Photography by Jenn Silver
We caught up with Cecil Frena, mastermind of Edmonton’s GOBBLE GOBBLE. Tonight, you must go to Marquee Room to check out their one of a kind, video game inspired flu pop. Underneath the fuzzy vocals, bleeps, bloops and blips of Comcast’s past lies the melody of the next greatest club bomb. Also sharing the stage will be Mount Analogue and Extra Happy Ghost, who are having their cd release party.
What is Flu Pop and are you the procreatory influence of this genre?
Flu pop is a nervous psychic distillery: pour in snot and bile and humors and then inhale deeply over the humidifier as something laughably lovely rises up.
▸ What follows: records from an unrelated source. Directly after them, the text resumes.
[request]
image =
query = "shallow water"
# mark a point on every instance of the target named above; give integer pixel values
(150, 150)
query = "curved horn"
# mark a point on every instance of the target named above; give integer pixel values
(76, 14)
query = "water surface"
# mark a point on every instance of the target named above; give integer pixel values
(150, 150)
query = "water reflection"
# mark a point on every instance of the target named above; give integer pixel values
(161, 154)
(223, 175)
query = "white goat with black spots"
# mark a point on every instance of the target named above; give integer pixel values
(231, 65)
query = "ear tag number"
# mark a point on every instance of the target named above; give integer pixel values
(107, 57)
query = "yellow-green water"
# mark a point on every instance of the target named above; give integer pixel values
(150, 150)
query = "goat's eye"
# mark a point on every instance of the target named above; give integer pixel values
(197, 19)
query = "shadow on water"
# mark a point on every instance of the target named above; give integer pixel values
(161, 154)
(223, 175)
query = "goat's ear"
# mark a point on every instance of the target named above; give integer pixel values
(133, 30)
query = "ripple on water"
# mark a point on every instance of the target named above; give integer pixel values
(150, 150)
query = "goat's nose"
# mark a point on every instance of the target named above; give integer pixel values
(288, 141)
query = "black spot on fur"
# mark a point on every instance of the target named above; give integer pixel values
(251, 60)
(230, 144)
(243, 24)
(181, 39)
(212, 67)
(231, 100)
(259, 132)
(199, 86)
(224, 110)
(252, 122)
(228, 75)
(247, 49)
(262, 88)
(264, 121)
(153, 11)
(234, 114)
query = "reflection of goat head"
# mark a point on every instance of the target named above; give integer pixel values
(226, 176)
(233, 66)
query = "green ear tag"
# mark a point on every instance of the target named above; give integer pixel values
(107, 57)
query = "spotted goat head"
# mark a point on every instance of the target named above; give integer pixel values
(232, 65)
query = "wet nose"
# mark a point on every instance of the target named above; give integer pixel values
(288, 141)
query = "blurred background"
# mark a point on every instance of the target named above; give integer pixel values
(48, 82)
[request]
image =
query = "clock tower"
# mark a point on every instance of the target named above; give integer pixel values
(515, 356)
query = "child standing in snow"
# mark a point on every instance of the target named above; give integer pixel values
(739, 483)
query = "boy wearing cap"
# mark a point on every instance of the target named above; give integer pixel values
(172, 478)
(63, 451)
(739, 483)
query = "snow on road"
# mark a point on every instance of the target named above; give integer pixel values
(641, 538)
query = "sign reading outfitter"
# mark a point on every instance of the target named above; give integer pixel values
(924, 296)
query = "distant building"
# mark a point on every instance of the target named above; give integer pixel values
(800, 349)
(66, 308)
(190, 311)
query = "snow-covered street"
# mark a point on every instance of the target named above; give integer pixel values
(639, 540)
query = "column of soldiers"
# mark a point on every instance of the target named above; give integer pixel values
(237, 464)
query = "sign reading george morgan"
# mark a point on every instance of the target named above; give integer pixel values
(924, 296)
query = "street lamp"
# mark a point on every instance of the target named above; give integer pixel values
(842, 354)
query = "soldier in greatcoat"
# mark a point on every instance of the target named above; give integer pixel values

A kind of carnivalesque coffee filter for your carnal fears. We all procreate, more or less.
What are history’s top three video games and why?
a. Pit Fighter (SNES): This often-overlooked gem simulates perfectly the vicious intensity of illegal prize fighting by rendering its character sprites as maximally compressed GIFs circa 1994. The controls are so carefully mangled and time-delayed that this feat of programming sublimates video gaming into dadaist performance art.
b. NBA Jam (Cross-Platform): NBA Jam is the game that finally brought encephalitis to the mainstream after so many years. I hate sports, but I love sports with big heads. Such simple arithmetic.
c. Shaq-Fu (Cross-Platform): It is axiomatic that 2D fighting games go from good to transcendentally amazing when they: a) feature jilted first-gen FMV-like animations; and 2) have a celebrity endorsement worthy of Kazaam! Shaq-fu proved that the universe does indeed resonate with karmic balance. Monks spend years sequestered and ascetic to achieve the heights that Shaq Fu propels you to in seconds.
If GOBBLE GOBBLE were to remix a classic album, what would it be
and how would people feel about it?
I think I would remix the record Michael Jackson was working on with Akon just prior to his death. Since everyone is suddenly a Michael Jackson fan, I imagine it would go over well, but really I just want to have this unbelievable collab in my collection as soon as possible.
Describe your ideal wedding.
Everyone would be wearing black and standing with their arms crossed and dour looks on their faces. Each person would have a green glowstick in their left breast pocket. Some people would be wearing vampire teeth. The priest would have suspension hooks in his back, and would refer constantly to his tatttered copy of the Penguin Anton Lavey. When the marriage vows are consummated, there will be a bass drop, and a smoke machine and strobe light would turn on. The first dance would be My Chemical Romance’s “Undead Lovers Quadrilogy”, at which point I would be unable to countenance the affair any longer and would initiate divorce proceedings.
Which is life’s most underappreciated natural sound effect?
Tiga’s girlfriend’s shoes.
Who is your favourite Edmonton band at the moment?
It’s a bit artificial and more than a bit political for me to pick a favorite band from my hometown, so I won’t, but to provide some response to your inquiry, I do want to say that Bayonets!!! Deserve much more attention than they’ve been getting. They play an absolutely caustic variety of no wave / theater punk . Their live performance is a sight to be seen, verily, intimidatingly awkward and confrontational in the very best sense of those words. Bayonets!!! laugh, cry, and above all, lunge.